The real chumps today are those of us who have watched the greatest transfer of wealth in history, from the bottom up to the top two percent, and have remained silent. Taleb provides us with an aphorism that should become the primary functional app for navigating the twenty-first century: "If you see fraud and you do not say fraud, you are a fraud."

 Elsewhere I have ridiculed Newt Gingrich as being a hypocritical politician with bad ideas. But just as Taleb has provided us with a face-saving aphorism, Gingrich has given us the operative metaphor to redress raging inequality. During his run for president, he said we need to replace the social safety net with a trampoline. It was, and is, the most sensible and stupendous thing said about inequity in decades. We need to see to its creation before the buzzards strip us clean to the bone.

Taleb offers us another great word: optionality. Options, indeed, are what’s missing at the bottom rungs of society in order to make it anti-fragile. This subject warrants aggressive exploration. An option is what happens on a trampoline with each bounce.

 But for now, nothing is more important, in my view, than the repatriation of work. We begin by imposing an exploitation tax. Here is how it works:

Any company whose full-time workers qualify for food stamps or public assistance would pay an exploitation tax. And so would the companies who arrange their work schedules in a way that categorizes their employees as part-time to avoid paying additional benefits. The amount would be determined by that expression that grates on my nerves but is appropriate in this case: it is what it is. In other words, the tax would cover the cost of the taxpayer subsidy with enough additional penalty to inspire just compensation to begin with. 

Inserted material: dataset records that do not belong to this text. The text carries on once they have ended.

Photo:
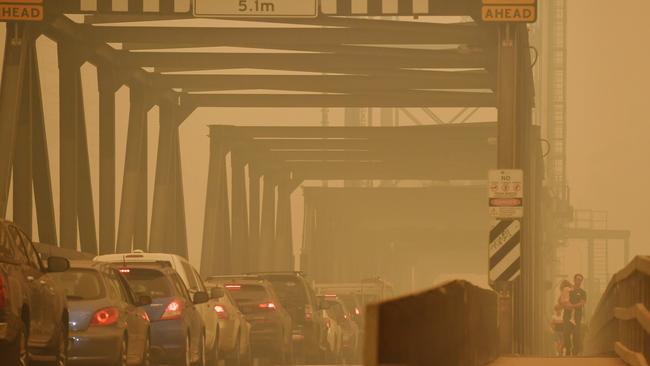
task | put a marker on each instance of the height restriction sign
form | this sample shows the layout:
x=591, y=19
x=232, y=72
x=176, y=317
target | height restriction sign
x=506, y=193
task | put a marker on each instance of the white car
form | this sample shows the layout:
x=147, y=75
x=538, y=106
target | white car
x=192, y=281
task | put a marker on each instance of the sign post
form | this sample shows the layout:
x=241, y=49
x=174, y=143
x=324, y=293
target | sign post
x=21, y=10
x=256, y=8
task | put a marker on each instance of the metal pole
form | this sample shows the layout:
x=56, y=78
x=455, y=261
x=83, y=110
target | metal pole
x=507, y=159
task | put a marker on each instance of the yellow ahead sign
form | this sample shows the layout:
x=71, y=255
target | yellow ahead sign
x=522, y=11
x=21, y=10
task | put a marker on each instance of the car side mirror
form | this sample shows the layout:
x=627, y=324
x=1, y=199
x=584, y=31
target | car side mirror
x=57, y=264
x=324, y=305
x=200, y=298
x=144, y=300
x=216, y=293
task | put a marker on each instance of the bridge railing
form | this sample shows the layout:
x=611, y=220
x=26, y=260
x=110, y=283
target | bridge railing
x=621, y=322
x=453, y=324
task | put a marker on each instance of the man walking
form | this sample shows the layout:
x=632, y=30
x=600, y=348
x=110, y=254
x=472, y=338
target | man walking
x=578, y=298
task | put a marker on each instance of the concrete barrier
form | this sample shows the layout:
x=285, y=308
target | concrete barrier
x=621, y=323
x=453, y=324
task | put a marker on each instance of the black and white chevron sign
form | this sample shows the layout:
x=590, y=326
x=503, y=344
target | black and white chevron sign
x=504, y=251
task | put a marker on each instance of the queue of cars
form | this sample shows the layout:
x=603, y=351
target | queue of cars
x=148, y=308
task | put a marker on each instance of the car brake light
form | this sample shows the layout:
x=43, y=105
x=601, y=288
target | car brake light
x=105, y=317
x=267, y=305
x=3, y=293
x=174, y=310
x=221, y=312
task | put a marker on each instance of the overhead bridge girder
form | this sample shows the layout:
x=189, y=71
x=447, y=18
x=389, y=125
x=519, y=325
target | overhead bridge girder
x=328, y=83
x=453, y=34
x=403, y=99
x=313, y=62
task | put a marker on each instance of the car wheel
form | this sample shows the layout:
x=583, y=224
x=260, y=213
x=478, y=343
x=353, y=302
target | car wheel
x=213, y=359
x=61, y=348
x=16, y=352
x=234, y=359
x=201, y=360
x=122, y=358
x=146, y=353
x=186, y=357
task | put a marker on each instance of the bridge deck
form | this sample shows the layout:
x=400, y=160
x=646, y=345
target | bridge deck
x=557, y=361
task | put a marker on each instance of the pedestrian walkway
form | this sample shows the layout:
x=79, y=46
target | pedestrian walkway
x=557, y=361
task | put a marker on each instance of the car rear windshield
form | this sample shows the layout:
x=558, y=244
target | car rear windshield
x=248, y=294
x=150, y=282
x=80, y=284
x=349, y=300
x=335, y=311
x=290, y=290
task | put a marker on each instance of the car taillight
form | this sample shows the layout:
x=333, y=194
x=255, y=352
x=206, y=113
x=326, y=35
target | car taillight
x=3, y=293
x=106, y=316
x=267, y=305
x=221, y=312
x=174, y=310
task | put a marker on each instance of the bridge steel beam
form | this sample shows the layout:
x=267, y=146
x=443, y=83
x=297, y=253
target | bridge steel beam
x=253, y=217
x=403, y=99
x=164, y=198
x=132, y=228
x=329, y=83
x=268, y=222
x=283, y=251
x=324, y=62
x=23, y=152
x=240, y=228
x=42, y=178
x=215, y=254
x=69, y=69
x=107, y=87
x=16, y=56
x=282, y=37
x=85, y=205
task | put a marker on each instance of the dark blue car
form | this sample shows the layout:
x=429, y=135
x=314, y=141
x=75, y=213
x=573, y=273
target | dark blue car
x=177, y=331
x=107, y=325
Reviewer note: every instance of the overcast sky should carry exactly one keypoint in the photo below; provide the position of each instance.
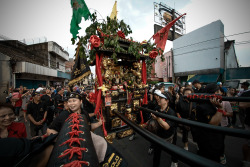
(34, 19)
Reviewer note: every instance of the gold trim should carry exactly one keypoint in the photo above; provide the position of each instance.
(125, 133)
(79, 78)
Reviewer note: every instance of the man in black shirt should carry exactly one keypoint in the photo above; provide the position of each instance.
(37, 114)
(59, 101)
(198, 87)
(210, 112)
(167, 128)
(49, 103)
(183, 110)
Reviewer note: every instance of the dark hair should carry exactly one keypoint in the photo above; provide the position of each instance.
(6, 105)
(211, 88)
(186, 89)
(195, 81)
(25, 91)
(245, 83)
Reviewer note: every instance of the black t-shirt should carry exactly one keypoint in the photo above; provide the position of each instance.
(210, 142)
(36, 110)
(247, 118)
(47, 100)
(58, 100)
(59, 121)
(201, 90)
(205, 111)
(168, 133)
(183, 108)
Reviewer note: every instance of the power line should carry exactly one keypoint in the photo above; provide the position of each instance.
(212, 40)
(199, 50)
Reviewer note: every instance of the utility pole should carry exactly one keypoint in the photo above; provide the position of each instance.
(172, 53)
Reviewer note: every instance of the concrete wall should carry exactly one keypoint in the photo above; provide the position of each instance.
(54, 47)
(164, 69)
(5, 76)
(201, 49)
(231, 61)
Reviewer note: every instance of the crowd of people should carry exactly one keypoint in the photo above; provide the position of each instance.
(45, 110)
(214, 112)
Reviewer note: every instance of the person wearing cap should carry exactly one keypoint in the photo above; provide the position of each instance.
(37, 114)
(183, 110)
(49, 103)
(59, 100)
(74, 105)
(198, 87)
(210, 112)
(167, 128)
(103, 149)
(244, 114)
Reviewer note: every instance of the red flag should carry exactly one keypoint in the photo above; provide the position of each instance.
(162, 35)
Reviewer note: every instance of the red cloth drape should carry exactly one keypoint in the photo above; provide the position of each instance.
(99, 91)
(144, 81)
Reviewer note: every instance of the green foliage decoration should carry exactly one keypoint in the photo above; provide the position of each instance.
(110, 27)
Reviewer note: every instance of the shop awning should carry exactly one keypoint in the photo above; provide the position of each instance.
(205, 78)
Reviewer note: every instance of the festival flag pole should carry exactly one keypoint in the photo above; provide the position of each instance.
(80, 10)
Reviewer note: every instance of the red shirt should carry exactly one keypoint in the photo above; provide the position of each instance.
(17, 130)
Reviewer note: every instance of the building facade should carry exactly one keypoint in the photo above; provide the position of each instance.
(202, 54)
(31, 65)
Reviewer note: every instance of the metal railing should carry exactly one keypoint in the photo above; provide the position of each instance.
(223, 130)
(183, 155)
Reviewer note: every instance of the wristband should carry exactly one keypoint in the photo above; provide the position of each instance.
(221, 111)
(44, 136)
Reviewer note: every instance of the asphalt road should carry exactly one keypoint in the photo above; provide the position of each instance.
(136, 151)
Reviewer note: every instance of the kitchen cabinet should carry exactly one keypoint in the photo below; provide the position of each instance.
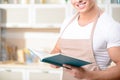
(28, 72)
(112, 7)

We Americans are the chumps for ever having let inequality get so egregiously out of control, and we will be chumps as long as these people laugh all the way to the bank while letting taxpayers subsidize their employees. The executives who run businesses that can't pay a living wage and stay in business need to close shop. Fiefdoms demanding that workers be paid wages commensurate with indentured servitude belong in history books. Such work is better left undone.

Moreover, if executives and entrepreneurs can donate hundreds of millions of dollars to political candidates, then, as Alaska writer Shannyn Moore points out, they can easily pay higher taxes. Better yet, let them pay their workers a living wage directly, thus regaining their own self-respect and effecting the repatriation of work in the process.

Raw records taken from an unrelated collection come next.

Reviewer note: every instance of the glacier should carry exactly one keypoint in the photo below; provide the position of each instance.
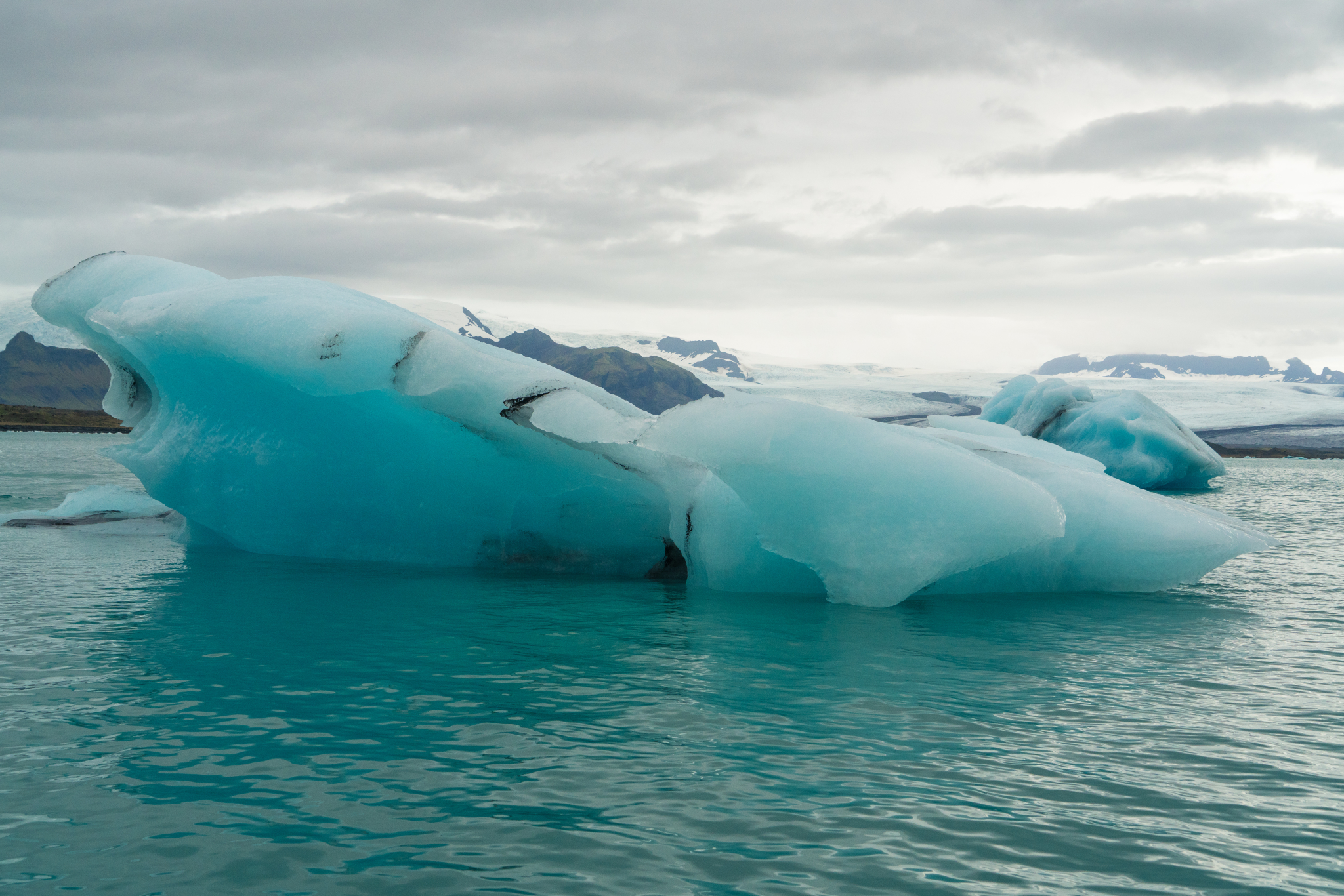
(285, 415)
(1133, 438)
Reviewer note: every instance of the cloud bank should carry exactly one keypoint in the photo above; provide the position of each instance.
(967, 183)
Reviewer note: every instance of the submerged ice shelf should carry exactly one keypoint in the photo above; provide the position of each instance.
(285, 415)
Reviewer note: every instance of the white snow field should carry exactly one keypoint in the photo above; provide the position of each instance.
(287, 415)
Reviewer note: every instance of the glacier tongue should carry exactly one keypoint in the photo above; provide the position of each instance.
(293, 417)
(1137, 441)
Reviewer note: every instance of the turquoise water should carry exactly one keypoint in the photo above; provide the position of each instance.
(207, 722)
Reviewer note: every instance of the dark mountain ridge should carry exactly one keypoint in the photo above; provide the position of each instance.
(717, 361)
(1132, 367)
(64, 378)
(650, 383)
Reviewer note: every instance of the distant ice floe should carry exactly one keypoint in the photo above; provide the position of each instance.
(100, 506)
(1135, 439)
(285, 415)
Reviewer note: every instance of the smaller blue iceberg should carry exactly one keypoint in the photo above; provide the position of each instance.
(1137, 441)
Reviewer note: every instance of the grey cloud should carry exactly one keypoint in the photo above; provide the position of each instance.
(1120, 233)
(1164, 137)
(1231, 39)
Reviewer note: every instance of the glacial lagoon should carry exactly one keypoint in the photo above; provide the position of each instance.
(201, 720)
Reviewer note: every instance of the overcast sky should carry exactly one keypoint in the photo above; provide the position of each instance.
(950, 184)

In 1914 Henry Ford shocked the nation when he more than doubled worker wages to a record five dollars a day. But he didn't do it for benevolent reasons. Paying a living wage solved his high turnover problem, improved production quality, and inspired company loyalty. His workers gained the respect of their community, and they were able to purchase the products they produced, which increased demand. Treating workers with respect and paying them well was good business a century ago and it still is today.

The notion that raising wages costs jobs is a myth sustained by unrelenting mantras, but it's still a myth. If business owners want to avoid taxes, let them do right by their employees and avoid an exploitation tax. It's long past time for American citizens to rescind the right to exploit without penalty.